• Epigrams Upon the Health-giving Qualities of Mirth

    Erin Adair-Hodges

    Spring 2022

    “Keep your chin up. Don’t take your troubles to bed with you—
    hang them on a chair with your trousers or drop 
    them in a glass of water with your teeth.” 
    –The Evening Democrat, Oct. 1900

    Even Missouri means something to me now so, sure,
    anything could happen. There’s a house in California
    made of only doors so that you’re always going someplace
    but somehow never there. It takes leaving to understand arrival,
    just as health gets clarified when the tongue goes slack,
    one arm game but numb. My first dead love rides shotgun
    on night commutes through the country. His hand passes through
    the stereo, so he changes the music with his mind. Erasure
    again. I tell him how successful I’ve gotten but he doubts I’d be good
    at death. I trust him and do not drive into the tree, do not drive
    into the gap called Devil’s Branch, no matter how horny
    for darkness I get. Chin up, he tells me, then turns back into
    a cottonwood, limbs turned fluff borne by air. Chin up,
    I look for clouds doing impressions of things, like even the sky
    could have a crush on me. A plane, two planes, the people
    inside. What if one of them is supposed to love me
    and this is the closest to them I’ll ever be.

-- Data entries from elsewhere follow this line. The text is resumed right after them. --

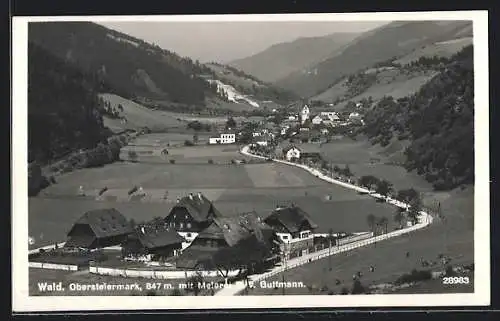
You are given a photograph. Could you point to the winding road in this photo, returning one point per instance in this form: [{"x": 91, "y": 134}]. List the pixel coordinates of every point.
[{"x": 424, "y": 220}]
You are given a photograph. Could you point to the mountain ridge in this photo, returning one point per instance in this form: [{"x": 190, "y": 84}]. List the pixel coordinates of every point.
[
  {"x": 270, "y": 65},
  {"x": 389, "y": 41}
]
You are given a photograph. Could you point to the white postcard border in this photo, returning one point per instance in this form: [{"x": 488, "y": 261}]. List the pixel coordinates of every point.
[{"x": 22, "y": 302}]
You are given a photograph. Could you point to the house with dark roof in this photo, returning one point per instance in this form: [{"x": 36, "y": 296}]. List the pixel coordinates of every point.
[
  {"x": 237, "y": 241},
  {"x": 190, "y": 215},
  {"x": 291, "y": 153},
  {"x": 153, "y": 242},
  {"x": 302, "y": 151},
  {"x": 294, "y": 227},
  {"x": 98, "y": 229}
]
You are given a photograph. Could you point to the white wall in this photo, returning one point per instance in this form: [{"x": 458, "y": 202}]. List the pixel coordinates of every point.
[
  {"x": 53, "y": 266},
  {"x": 177, "y": 274},
  {"x": 292, "y": 153}
]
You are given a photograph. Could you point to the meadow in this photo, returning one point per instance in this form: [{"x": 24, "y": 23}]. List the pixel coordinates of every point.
[
  {"x": 389, "y": 83},
  {"x": 440, "y": 49},
  {"x": 452, "y": 236}
]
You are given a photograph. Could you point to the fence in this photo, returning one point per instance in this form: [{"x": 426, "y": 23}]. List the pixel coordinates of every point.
[
  {"x": 301, "y": 260},
  {"x": 48, "y": 247},
  {"x": 358, "y": 241},
  {"x": 53, "y": 266},
  {"x": 151, "y": 274}
]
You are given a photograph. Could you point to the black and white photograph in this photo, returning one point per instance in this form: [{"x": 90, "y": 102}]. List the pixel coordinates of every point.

I wear disappointment
    like a prom dress I refuse to take off, a murder of seams.
    It takes courage to be who you are despite all other recommendations.

    Erin Adair-Hodges is the winner of the Agnes Lynch Starrett Poetry Prize for Let's All Die Happy and author Every Form of Ruin, forthcoming in 2023 as part of the Pitt Poetry Series. A former academic, she is now an acquisitions editor for Lake Union Publshing.